On the whole, the MMO expansion offers gameplay that will be familiar to anyone that has played the original Goat Simulator – it’s pretty much a continuation of its open world objective-based gameplay but given more context. For a nice change though, it sees you helping people more than maiming or annoying them. The GoatZ expansion however, is quite a departure, and offers you survival based gameplay that provides a very different experience.
Tasked with causing a zombie outbreak and then surviving it, GoatZ apes the increasingly popular survival genre in its own silly style. Before you cause a zombie outbreak you can wander around as a decaying zombie goat and get up to the things that you do in the original Goat Simulator, namely being a nuisance. With one press of a button however, you can emit a gas that turns nearby humans into zombies, and once you’ve made a small number of the undead the game will change rather drastically.
With the aim to stay alive for as long as possible, you’ll have to maintain your goat’s hunger and health levels if you want to remain undead rather than just dead, which means you’ll have to scavenge food and health pickups where necessary as well as fend off zombies when they are encountered. Whilst you can use your usual attacks to dispatch zombies – a swift kick or ram is always an effective attack – you can also craft a great deal of humorous and effective weapons by dragging items to designated workshop points. All in all, the GoatZ expansion is a nice deviation from the usual Goat Simulator gameplay and also offers a pretty decent challenge thanks to the fact that you can actually die.

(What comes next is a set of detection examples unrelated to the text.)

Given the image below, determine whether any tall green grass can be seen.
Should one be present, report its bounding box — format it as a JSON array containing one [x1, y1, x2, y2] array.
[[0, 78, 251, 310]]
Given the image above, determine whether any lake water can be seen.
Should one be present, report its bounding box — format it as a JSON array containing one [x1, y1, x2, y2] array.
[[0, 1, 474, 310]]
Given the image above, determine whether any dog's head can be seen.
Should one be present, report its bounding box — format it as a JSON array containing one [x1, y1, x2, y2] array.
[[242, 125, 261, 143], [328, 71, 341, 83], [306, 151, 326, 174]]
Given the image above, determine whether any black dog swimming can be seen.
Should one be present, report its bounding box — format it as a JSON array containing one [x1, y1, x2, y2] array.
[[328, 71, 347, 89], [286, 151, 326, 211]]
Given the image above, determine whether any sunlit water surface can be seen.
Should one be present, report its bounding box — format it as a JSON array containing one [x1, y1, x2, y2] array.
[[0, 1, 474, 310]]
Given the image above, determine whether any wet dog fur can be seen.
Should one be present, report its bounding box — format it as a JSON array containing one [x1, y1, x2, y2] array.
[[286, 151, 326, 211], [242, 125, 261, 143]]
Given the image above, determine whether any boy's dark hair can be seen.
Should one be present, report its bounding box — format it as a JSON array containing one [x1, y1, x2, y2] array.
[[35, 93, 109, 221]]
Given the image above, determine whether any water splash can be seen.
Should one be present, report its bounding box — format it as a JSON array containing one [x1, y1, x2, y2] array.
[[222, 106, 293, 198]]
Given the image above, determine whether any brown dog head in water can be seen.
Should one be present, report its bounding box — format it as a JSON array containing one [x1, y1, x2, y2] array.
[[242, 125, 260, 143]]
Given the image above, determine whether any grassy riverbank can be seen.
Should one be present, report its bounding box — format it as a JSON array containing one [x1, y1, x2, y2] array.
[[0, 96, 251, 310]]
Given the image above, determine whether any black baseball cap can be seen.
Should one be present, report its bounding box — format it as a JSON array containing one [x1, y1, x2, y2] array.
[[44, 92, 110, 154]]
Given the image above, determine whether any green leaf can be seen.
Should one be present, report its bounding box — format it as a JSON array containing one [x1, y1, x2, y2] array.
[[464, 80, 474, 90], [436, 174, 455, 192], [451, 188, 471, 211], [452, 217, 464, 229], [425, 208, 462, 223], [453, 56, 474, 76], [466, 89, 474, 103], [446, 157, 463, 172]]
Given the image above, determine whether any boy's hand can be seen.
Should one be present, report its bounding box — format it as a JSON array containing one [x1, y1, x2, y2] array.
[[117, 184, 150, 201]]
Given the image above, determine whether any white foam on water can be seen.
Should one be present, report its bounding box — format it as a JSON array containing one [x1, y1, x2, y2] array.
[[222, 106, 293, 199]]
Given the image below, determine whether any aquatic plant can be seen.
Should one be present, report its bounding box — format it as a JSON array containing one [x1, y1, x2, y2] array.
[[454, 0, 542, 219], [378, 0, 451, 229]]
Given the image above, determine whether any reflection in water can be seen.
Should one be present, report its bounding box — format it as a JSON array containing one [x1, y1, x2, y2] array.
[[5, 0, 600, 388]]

Whilst Goat Simulator: Mmore GoatZ Edition suffers from the same downfalls as the original Goat Simulator – it’s unquestionably glitchy and at times an assault on the eyes and ears – it still remains a great deal of maniacal fun, especially when played in local co-op. Offering you multiple open maps where you can explore and get up to mischief as you see fit, you can lose hours to your goatly exploits simply trying to complete quests or objectives. Goat Simulator: Mmore GoatZ Edition proves that you don’t always need an absorbing story or deep gameplay mechanics to make a good game; you just need to enable the player to have fun.